Tras leer los mensajes, poco a poco voy recobrando el control de mi respiración. Sonrío sin percatarme de ello y me dispongo a responder a Jorge, pero entonces una voz profunda me sorprende de repente como un portazo inesperado.

—Un día duro, ¿eh?

Alzo la mirada y, por unos segundos, el cabello rojizo capta toda mi atención.

Tengo que parpadear varias veces para que el rostro que hay en mi cabeza se desdibuje y los rasgos se perfilen y transformen por otros más duros. Se trata del chico de las taquillas, quien se pasa la mano por el pelo y aparta los rizos de la frente.
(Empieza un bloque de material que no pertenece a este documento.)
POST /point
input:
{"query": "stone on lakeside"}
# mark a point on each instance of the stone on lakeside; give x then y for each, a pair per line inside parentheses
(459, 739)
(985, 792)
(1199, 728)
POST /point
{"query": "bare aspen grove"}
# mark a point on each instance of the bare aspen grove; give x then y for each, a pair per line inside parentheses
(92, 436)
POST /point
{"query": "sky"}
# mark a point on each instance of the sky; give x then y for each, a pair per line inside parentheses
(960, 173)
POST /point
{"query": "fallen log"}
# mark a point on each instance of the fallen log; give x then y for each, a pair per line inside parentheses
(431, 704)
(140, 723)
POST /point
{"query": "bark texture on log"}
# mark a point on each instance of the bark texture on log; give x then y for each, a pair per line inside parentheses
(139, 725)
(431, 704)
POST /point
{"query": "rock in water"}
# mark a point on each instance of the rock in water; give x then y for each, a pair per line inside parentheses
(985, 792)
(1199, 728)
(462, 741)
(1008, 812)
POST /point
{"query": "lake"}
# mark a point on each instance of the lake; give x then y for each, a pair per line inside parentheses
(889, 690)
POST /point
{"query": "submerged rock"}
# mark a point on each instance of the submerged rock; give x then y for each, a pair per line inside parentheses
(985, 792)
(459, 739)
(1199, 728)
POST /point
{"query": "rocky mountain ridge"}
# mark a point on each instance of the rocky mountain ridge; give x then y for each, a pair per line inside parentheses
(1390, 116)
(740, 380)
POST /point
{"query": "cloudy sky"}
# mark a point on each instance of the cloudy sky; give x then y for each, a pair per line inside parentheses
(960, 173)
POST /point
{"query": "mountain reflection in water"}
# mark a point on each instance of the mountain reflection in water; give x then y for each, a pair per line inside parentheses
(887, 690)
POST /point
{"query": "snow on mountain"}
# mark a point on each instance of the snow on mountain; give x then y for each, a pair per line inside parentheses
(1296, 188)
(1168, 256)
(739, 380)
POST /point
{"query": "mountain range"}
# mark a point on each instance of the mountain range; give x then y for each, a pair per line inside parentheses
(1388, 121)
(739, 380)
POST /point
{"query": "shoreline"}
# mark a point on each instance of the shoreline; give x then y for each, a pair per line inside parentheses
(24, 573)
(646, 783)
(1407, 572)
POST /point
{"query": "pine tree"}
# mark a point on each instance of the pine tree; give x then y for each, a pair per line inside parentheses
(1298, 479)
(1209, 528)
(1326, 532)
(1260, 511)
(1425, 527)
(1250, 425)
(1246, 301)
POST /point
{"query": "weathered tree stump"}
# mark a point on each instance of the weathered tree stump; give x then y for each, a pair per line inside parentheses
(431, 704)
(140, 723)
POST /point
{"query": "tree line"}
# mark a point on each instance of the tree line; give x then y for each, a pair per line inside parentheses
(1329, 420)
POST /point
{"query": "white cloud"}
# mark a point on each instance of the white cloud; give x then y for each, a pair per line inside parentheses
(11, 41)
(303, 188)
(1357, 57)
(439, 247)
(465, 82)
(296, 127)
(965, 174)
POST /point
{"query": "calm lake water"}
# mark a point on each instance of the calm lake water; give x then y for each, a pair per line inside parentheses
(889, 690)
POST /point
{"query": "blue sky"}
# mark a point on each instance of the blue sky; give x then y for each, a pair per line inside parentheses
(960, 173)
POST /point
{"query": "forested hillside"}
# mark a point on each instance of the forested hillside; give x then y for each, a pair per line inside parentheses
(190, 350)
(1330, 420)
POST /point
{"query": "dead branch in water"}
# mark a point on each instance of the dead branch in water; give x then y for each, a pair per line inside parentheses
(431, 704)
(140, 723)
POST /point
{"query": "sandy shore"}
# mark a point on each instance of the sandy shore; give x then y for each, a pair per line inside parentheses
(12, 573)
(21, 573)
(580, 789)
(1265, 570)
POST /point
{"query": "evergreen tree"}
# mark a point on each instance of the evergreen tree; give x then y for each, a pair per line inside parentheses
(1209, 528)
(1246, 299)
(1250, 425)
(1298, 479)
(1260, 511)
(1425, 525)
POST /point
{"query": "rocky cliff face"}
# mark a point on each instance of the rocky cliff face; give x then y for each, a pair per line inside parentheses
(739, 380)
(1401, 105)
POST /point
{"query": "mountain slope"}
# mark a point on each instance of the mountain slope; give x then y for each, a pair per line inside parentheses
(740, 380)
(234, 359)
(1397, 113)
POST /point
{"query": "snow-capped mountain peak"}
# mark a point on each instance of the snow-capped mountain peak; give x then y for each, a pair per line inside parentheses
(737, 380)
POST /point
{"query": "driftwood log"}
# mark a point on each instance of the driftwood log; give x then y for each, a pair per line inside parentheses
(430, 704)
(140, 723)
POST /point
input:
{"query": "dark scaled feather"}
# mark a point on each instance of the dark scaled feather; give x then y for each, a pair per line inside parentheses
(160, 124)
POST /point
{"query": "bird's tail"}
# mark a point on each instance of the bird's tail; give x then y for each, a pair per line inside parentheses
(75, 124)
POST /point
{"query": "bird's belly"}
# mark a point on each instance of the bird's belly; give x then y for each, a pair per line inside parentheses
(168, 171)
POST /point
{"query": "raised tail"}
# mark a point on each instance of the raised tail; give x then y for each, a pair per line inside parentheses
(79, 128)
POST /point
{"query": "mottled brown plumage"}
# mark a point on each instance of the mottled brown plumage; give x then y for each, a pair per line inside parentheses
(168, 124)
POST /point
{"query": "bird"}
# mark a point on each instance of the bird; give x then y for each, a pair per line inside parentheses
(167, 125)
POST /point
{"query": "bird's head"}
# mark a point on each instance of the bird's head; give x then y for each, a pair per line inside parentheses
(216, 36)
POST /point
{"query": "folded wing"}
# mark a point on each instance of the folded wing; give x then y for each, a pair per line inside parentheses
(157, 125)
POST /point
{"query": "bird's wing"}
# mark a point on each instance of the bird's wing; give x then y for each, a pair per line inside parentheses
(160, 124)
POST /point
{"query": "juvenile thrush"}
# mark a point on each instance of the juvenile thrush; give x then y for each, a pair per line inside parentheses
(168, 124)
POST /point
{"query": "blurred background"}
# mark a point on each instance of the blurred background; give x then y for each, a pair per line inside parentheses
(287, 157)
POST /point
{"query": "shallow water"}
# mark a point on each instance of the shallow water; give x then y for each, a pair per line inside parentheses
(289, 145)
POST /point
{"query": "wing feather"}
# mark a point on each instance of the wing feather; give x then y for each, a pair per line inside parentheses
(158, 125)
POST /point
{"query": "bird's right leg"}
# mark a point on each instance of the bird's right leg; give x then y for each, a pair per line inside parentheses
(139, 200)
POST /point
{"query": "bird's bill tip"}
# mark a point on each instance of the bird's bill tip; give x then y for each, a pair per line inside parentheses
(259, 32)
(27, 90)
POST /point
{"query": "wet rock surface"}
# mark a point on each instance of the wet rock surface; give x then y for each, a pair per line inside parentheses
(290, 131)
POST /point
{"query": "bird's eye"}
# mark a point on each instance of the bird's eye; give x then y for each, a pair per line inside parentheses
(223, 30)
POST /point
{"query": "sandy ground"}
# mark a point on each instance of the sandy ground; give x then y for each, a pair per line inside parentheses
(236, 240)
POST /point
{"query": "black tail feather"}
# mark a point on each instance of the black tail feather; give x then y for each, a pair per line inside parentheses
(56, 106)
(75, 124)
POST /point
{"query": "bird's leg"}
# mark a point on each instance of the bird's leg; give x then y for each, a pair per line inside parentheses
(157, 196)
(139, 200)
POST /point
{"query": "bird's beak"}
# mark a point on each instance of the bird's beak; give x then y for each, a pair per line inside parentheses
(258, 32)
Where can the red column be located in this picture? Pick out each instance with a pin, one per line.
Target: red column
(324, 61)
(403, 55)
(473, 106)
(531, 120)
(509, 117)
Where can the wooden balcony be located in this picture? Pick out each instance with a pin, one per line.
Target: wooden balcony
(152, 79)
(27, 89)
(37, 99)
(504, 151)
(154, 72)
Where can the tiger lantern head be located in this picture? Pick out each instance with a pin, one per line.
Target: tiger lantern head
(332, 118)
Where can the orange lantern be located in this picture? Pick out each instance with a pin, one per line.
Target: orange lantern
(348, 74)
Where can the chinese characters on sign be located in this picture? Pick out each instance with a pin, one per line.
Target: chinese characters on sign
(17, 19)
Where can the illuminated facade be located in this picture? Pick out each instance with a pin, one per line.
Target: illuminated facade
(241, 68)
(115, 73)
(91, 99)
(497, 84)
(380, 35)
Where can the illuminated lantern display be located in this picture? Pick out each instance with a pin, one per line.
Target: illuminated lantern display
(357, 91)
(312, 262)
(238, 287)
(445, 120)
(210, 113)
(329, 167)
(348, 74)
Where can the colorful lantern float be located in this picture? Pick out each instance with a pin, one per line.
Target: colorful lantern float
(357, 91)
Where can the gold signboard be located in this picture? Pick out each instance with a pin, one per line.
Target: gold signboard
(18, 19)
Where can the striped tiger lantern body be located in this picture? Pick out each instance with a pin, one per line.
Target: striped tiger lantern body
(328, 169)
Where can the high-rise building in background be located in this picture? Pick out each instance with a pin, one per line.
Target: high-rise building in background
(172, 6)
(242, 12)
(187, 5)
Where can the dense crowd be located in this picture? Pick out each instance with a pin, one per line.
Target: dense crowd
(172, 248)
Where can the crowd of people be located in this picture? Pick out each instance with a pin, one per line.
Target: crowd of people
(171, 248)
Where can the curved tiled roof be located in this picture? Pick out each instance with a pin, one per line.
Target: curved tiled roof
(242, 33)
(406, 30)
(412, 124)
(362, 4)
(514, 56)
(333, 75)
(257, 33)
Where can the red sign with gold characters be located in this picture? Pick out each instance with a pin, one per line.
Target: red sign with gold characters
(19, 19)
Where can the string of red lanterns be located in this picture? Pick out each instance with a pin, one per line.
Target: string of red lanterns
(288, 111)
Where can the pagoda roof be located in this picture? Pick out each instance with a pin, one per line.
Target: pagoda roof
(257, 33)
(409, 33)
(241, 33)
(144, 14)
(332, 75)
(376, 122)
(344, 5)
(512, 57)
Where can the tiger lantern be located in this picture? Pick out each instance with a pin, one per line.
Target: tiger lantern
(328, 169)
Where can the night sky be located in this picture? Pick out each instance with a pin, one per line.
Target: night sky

Lleva una camiseta de tirantes blanca y, en una mano, una cantimplora metálica. Su teléfono móvil sobresale del bolsillo de su pantalón largo.

—¿Cómo?

—Pues que hoy estás on fire, como han dicho esas dos que estaban justo a mi lado.

Él hace un gesto muy discreto con la cabeza y yo lo sigo con la mirada hasta encontrar a dos mujeres que están trabajando piernas en la elíptica.

—Oh… —respondo, sin saber muy bien qué decir—. Sí, bueno… Tenía energía que descargar.

—Ya veo… Ey, ¿te podría pedir que me ayudes un segundo? Se lo iba a decir a algún entrenador, pero no los veo por ningún lado.

La pregunta me pilla desprevenido, tratando de contar los lunares infinitos que hay en cada uno de sus brazos.

—Em… Sí, claro.

—¿Seguro? No quiero interrumpirte.

—No, de verdad, no pasa nada —afirmo mientras le sigo los pasos hasta una de las máquinas que han reparado hace poco, una pesada estructura de metal con una barra horizontal en la parte superior.

—¿Podrías ayudarme con los pesos?

—Claro.

A los pies de la máquina, hay una cuerda ancha y un par de discos de diez kilos cada uno. Él se agacha, deja su teléfono a un lado y pasa la cuerda por el interior de los discos para después anudársela a la cintura.

—No creo que ocurra, pero estate al loro por si tengo que parar en algún momento —dice guiñándome un ojo—. Haré cuarenta repeticiones.

Yo sujeto los discos mientras él se alza hasta sujetarse a la barra superior y después, con cuidado, los dejo colgando en el aire como si fuera un péndulo.

Y entonces comienza el ejercicio.

Con cada movimiento, veo cómo sus brazos se contraen al ascender y cómo, al llegar a treinta, las silenciosas respiraciones acaban por convertirse en pesados jadeos cuando desciende. El tejido flexible de la camiseta se moldea a su figura y poco a poco se oscurece en la zona lumbar.

Me doy cuenta de que el sudor, de repente, no es algo que me repela. Estoy completamente fascinado, como si una obra de arte cobrase vida ante tus ojos para sacar a relucir más sus colores, y sé identificar el motivo con claridad.

Sin embargo, antes de que la situación se sobrecargue de demasiados estímulos, decido apartar un momento la mirada y me quedo unos segundos observando su teléfono en el suelo, con la pantalla bloqueada.

Y no sé cómo sucede, pero por mi cabeza se cruza una idea, un quizás remoto pero no por ello imposible.

«Y si…».

Rápidamente, saco mi teléfono del bolsillo y lo desbloqueo para abrir FindGuys4Fun. Cuando encuentro a Power29, abro el chat con rapidez y le envío un mensaje. Sin embargo, al segundo que estoy esperando a que su móvil se ilumine a causa de una notificación, escucho:

—Cin… cuen… ta.

Tengo que reaccionar con rapidez, agarrando los discos a tiempo antes de que él intente descender. Inmediatamente, se da la vuelta sonriente, tratando de recobrar el aliento. E, inevitablemente, reparo en sus labios carnosos y brillantes, como una cereza escarlata recién cogida del árbol.

No sé cuánto tiempo estoy así, pero al mirar de nuevo al suelo, la pantalla de su teléfono está sumida en la oscuridad. Si se ha iluminado, no me he podido percatar de ello.

—Muchas gracias, tío —contesta entre jadeos, desatándose y después apoyando una de sus manos en mi hombro—. ¿Quieres darle tú ahora?

¿Puede ser que…?

—¿Tú eres…?

Él bebe de su cantimplora y después ladea la cabeza.

—¿Yo soy…?

Sin embargo, antes de que me dé tiempo a hacer un ridículo inevitable, agarro mi toalla y me marcho de allí a paso ligero, escuchando cómo él dice algo a mis espaldas que no alcanzo a entender.